データシートとは

データシートとは、AI学習に使うデータセットに添える、そのデータの素性をまとめた説明文書のことです。AIモデル自体を説明するモデルカードと対になり、こちらは「学習に使ったデータ」の側を記録します。

データの素性を記録する

データシートには、そのデータが何のために作られ、どんな中身で、どう集められ、どんな使い道が向いているかが記録されます。AIの品質や偏りの問題は、もとをたどると学習データの素性に行き着くことが少なくありません。データの作り手と使い手が、認識を取り違えないための橋渡しになる文書だと言えるでしょう。モデルカードと同じく2018年に提唱され、機械学習の透明性を高める取り組みとして広まりました。

Topic名前は、電子部品の世界から借りてきた

「データシート」という言葉は、もともと電子部品の世界の用語です。抵抗やICといった部品には必ず仕様書(データシート)が付いてくる、というものづくりの慣習を、AIの学習データにも持ち込もうという発想から名づけられました。まったく新しい造語ではなく、長く根づいた習慣の借用だという点が面白いところです。

データシートに関するよくある質問

モデルカードとは何が違うのですか?
対になる文書で、対象が違います。

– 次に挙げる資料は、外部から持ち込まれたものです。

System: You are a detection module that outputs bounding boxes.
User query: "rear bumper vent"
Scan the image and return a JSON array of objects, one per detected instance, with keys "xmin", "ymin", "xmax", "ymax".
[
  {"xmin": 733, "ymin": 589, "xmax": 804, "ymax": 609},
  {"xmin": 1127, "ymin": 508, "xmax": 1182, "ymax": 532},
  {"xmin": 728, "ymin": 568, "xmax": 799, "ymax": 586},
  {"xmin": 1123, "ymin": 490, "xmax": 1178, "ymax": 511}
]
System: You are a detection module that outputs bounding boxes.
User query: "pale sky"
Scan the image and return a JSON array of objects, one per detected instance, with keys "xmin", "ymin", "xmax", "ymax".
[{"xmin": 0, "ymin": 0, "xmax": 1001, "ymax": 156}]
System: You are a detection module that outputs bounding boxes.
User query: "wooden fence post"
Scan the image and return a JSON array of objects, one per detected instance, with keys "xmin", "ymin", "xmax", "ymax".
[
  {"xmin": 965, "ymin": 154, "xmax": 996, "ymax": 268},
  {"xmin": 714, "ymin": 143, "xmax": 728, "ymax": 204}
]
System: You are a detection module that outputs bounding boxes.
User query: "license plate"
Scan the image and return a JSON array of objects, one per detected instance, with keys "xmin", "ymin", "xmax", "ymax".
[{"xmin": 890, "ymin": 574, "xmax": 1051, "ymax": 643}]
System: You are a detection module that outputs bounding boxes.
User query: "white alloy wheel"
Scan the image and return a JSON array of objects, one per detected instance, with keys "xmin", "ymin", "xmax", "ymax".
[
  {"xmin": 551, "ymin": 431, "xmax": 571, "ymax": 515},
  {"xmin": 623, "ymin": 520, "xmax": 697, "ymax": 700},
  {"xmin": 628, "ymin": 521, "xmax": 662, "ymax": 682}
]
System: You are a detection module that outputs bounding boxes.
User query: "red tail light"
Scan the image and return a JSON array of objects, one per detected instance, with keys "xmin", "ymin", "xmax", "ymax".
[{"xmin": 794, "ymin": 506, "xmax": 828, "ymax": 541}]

モデルカードが「学習済みのAI」を説明するのに対し、データシートは「学習に使ったデータ」の素性(目的・中身・集め方・向く用途)を記録します。AIの偏りや品質の問題は、もとをたどると学習データに行き着くことが少なくないためです。
「データシート」という名前の由来は?
もともと電子部品の世界の用語です。抵抗やICといった部品には必ず仕様書(データシート)が付く、というものづくりの慣習を、AIの学習データにも持ち込もうという発想から名づけられました。2018年に提唱されています。